Phil Elger/Bill Evans - D-Day support and diversion
Transcript
Bill: We must have had 14.000 pounds of bombs on board including a big one, I guess, and we couldn't see a ruddy thing. All we could see on the radar was lots of little blips and these were ships, boats, anything on the water showed up, you see, and it was a mess, an absolute mess. We had pathfinders. They were the men who came in first, dropped their markers, and they would tell the rest of the bombers to bomb a certain coloured light and we would do that. Anyway we dropped our bombs on these lights which we were told to do. We couldn't see what was below and it wasn't until we were coming home that, across the channel, we saw visually all the blips and they were boats, you see an when we got back we were told we were the first to bomb on D-Day and that was quite interesting and then again, that night, we went on another one and did the same thing.
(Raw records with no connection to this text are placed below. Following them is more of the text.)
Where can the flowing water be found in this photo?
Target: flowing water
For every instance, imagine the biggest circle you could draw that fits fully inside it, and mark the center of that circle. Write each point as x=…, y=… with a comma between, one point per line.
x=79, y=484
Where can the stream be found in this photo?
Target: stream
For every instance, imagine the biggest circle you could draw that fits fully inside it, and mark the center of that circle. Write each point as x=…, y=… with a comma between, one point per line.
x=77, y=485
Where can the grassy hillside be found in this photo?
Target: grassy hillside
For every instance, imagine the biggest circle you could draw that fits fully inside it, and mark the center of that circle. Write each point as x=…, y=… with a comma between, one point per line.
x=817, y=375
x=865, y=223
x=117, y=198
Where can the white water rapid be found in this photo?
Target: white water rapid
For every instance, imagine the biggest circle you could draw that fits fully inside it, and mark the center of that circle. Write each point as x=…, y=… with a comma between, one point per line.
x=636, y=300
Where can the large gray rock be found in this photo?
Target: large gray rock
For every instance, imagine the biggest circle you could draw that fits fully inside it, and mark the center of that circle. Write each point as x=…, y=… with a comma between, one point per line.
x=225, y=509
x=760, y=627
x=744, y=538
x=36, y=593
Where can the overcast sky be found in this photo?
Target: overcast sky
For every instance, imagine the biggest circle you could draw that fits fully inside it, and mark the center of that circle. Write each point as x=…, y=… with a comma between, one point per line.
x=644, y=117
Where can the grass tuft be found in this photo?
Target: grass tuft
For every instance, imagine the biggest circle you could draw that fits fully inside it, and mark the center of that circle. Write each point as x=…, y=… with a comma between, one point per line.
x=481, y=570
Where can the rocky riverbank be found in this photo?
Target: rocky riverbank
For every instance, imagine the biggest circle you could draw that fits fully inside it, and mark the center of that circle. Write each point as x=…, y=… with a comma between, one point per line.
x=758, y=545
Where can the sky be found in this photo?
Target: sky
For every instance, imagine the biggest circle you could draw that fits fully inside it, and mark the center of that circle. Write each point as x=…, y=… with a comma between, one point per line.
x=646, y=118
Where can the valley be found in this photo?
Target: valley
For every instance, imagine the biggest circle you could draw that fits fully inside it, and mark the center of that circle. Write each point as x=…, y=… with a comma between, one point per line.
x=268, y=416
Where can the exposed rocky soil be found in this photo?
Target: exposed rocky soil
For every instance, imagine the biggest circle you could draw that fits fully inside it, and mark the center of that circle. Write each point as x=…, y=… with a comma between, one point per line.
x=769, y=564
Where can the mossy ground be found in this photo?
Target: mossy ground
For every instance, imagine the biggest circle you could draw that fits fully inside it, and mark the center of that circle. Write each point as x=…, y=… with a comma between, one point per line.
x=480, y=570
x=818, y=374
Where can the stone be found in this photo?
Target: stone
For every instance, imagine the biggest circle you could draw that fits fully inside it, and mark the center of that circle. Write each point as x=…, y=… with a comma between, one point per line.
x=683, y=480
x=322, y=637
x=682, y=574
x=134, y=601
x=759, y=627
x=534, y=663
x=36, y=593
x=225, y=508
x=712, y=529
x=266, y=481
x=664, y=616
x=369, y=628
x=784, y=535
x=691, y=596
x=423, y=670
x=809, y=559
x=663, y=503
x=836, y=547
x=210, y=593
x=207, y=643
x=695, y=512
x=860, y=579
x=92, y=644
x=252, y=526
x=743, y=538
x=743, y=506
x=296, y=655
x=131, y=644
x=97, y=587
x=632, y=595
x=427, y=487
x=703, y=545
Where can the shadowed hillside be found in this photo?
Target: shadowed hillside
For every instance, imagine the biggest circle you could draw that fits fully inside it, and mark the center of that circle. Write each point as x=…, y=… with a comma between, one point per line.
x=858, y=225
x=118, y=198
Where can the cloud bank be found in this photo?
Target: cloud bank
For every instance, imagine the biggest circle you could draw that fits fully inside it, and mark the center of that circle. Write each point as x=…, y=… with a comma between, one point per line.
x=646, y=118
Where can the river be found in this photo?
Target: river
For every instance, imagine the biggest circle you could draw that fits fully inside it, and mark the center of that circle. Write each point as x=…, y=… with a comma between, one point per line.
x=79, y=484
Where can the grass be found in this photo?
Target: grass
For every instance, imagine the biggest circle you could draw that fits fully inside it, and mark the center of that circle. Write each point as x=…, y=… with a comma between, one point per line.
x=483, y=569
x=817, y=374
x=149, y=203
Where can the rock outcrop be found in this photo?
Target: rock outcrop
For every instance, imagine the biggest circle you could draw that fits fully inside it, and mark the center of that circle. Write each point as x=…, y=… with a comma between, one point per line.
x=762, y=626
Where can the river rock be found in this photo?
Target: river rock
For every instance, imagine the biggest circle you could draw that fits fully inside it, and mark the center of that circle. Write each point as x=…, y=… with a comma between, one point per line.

Phil: We had to go on diversionary plans up North of D-Day and made ourselves as nuisance as we could to draw all the fighters and Germans away from what was happening. We were quite excited by the whole thing. From the air we could see in the distance all the water craft there. It was amazing and then there was a 1050 planes went over.
Bill: That must have been a sight. Of course you'd seen them before but not that numbers.
Phil: It took them hours to go through. All the planes and then these huge gliders. They'd carry a couple of hundred men, about three tanks. They used to let them go and where they landed that was it. I wouldn't have liked to be in them. They were only made of plywood.
Bill: They tell me on the continent there, you know, as the troops were assembling and going along, there were hundreds of these just left there, you know, and they were strange things. If they were lucky enough to land at a drome then of course they would come in and stop, no running along. It looked very strange.